Tyson Bradley (this is correct spelling) felt the call of the chute. His eyes glowed through his goggle lenses with zealot’s fire. When such passion burns strong, one will risk all. For Tyson, the price could be a deadly avy mosh down the sharp spirals of the chute. Not today. With a solid sideslip and ski cut Tyson begins his brush strokes. Deeming the snow solid, he cranks a series of slow hop-turns to a rocky squeeze. No extreme-ski-hucks here; no bozos hurling themselves of mountainsides for the sake of adrenal spurts, dubious sponsorships and a briefly famous video. Instead, knowing that even a short drop onto the pillow below the 5-foot rock step could trigger the last avalanche he’d ever see, Tyson wisely removes his skis, downclimbs a few feet, then waits for us in a safe stance tucked into the rocks.
More tracks in this small entrance would be pointless, so the rest of us ski a short slope around Tyson’s line, wiggle down a windrow, and position ourselves to launch the main couloir. Then, one by one, we bag one of the finer backcountry chute trophies in the history of everyone present. Everyone except Tyson Bradley, that is. For this honed multi-discipline alpinist, nailing such a line is a weekly, if not daily, occurrence.
At 31 years old this year of 1997, Tyson is at the height of his career as a backcountry skier and climber. He works as a guide and lives at the base of charismatic Alta ski area: a model, if not fantastic lifestyle. Skiing peaks, climbing, catching legendary powder dumps: a normal day in Tyson’s life might include spending the morning doing avalanche control with the ski patrol (read “powder skiing”), guiding newbies on their first backcountry trip (read “pay the bills”), or strolling across the street and skiing the stupendous 3,000-vertical-foot face of Mount Superior, perhaps the most sought descent in the Wasatch (read “have fun”).

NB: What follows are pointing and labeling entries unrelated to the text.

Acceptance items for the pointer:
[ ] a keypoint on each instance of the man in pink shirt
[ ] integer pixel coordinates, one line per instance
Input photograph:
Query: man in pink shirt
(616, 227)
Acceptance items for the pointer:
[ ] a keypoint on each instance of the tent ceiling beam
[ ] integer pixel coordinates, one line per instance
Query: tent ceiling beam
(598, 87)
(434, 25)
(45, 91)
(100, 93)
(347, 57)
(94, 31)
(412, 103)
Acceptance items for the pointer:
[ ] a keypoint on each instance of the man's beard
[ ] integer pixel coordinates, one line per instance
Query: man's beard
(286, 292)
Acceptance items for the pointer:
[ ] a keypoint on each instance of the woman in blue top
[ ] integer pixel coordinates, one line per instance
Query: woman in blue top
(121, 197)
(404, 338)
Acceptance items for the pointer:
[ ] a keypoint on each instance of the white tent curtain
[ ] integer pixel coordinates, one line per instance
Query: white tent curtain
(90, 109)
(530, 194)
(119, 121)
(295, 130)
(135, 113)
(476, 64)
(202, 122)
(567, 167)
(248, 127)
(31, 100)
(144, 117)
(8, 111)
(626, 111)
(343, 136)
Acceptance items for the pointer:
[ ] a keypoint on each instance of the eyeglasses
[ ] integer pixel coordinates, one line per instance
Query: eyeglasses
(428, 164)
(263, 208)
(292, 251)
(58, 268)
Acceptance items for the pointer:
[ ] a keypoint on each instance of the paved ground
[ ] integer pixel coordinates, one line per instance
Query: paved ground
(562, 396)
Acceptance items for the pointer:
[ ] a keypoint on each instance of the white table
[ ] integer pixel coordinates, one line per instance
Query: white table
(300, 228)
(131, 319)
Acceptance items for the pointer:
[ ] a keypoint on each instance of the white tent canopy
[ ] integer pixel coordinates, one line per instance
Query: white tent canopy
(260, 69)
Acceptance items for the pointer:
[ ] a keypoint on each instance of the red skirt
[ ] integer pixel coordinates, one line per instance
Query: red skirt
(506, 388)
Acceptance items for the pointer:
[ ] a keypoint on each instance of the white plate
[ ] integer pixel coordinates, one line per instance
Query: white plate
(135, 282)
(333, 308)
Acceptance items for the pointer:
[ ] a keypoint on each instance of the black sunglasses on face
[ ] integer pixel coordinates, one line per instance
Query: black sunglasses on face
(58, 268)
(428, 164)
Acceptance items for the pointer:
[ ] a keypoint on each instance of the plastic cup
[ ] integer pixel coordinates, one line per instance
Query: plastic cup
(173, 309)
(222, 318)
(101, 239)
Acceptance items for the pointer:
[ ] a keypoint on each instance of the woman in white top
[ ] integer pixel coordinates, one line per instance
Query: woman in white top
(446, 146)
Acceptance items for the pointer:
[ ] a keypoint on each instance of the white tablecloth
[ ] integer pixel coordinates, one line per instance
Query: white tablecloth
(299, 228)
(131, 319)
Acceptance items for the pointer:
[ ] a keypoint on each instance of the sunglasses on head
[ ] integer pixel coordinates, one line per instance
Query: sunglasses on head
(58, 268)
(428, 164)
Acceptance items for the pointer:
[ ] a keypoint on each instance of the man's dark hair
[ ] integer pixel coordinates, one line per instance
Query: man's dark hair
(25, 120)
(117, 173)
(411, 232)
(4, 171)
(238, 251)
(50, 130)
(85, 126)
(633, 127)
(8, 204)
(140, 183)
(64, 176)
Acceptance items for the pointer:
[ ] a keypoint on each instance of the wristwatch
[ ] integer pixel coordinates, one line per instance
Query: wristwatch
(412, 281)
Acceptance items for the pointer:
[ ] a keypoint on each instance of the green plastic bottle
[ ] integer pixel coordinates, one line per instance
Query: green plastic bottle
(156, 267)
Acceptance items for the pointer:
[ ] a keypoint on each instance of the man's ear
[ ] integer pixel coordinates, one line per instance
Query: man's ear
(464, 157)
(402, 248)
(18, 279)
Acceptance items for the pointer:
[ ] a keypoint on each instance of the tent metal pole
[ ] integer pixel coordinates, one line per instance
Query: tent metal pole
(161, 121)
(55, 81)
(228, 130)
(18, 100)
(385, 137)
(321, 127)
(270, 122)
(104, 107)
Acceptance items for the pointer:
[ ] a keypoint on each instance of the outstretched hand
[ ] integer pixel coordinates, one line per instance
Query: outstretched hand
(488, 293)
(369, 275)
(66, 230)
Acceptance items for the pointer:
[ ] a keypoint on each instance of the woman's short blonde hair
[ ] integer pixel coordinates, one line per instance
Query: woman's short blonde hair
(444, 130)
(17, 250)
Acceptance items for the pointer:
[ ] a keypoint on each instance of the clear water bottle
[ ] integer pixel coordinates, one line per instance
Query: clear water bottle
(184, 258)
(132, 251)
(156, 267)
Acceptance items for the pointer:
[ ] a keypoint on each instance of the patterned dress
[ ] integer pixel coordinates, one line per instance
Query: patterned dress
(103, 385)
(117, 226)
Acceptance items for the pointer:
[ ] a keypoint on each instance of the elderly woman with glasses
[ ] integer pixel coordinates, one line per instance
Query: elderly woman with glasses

For challenge, he skis the biggest mountain faces in the world, such as the 14,000-vertical-foot Wickersham Wall on Denali. Yes, for Tyson, today’s chute was child’s play; once at the bottom, looking up at sets of tracks that would melt the emulsion on any ski film, his smile proved it.
Tyson Bradley was born in 1965 in Madison, Wisconsin, and grew up in Idaho Falls, Idaho. With backcountry oriented parents (his mother grew up skiing in Southern California’s San Gabriel Mountains), he had the much envied advantage of learning skiing and climbing as a natural. “I skied Grand Targee and Jackson when I was just 4-years-old,” says Tyson, “and did a lot of cross country skiing and back packing with my parents as I got older, mostly in Idaho and Wyoming.”
With his alpine upbringing it didn’t take long for Bradley to segue into steeper and bigger mountains.” A big turning point for me in ski mountaineering was a descent of Mount Rainier in 1988, by the Emmons/Winthrop route,” he remembers, “this was something I wanted more of–it was about as high as I had ever been.” With more steep skiing and mountaineering experience, Bradley became comfortable with skis as a tool of alpinism. He skied rugged and ice capped 22,205 foot Huscaran in Peru, nailed a number of lines on the Northwest volcanoes, and spent hundreds of days in the couloirs and bowls of the Wasatch. He learned when skis were appropriate, and when to use other modes such as crampons or rappelling.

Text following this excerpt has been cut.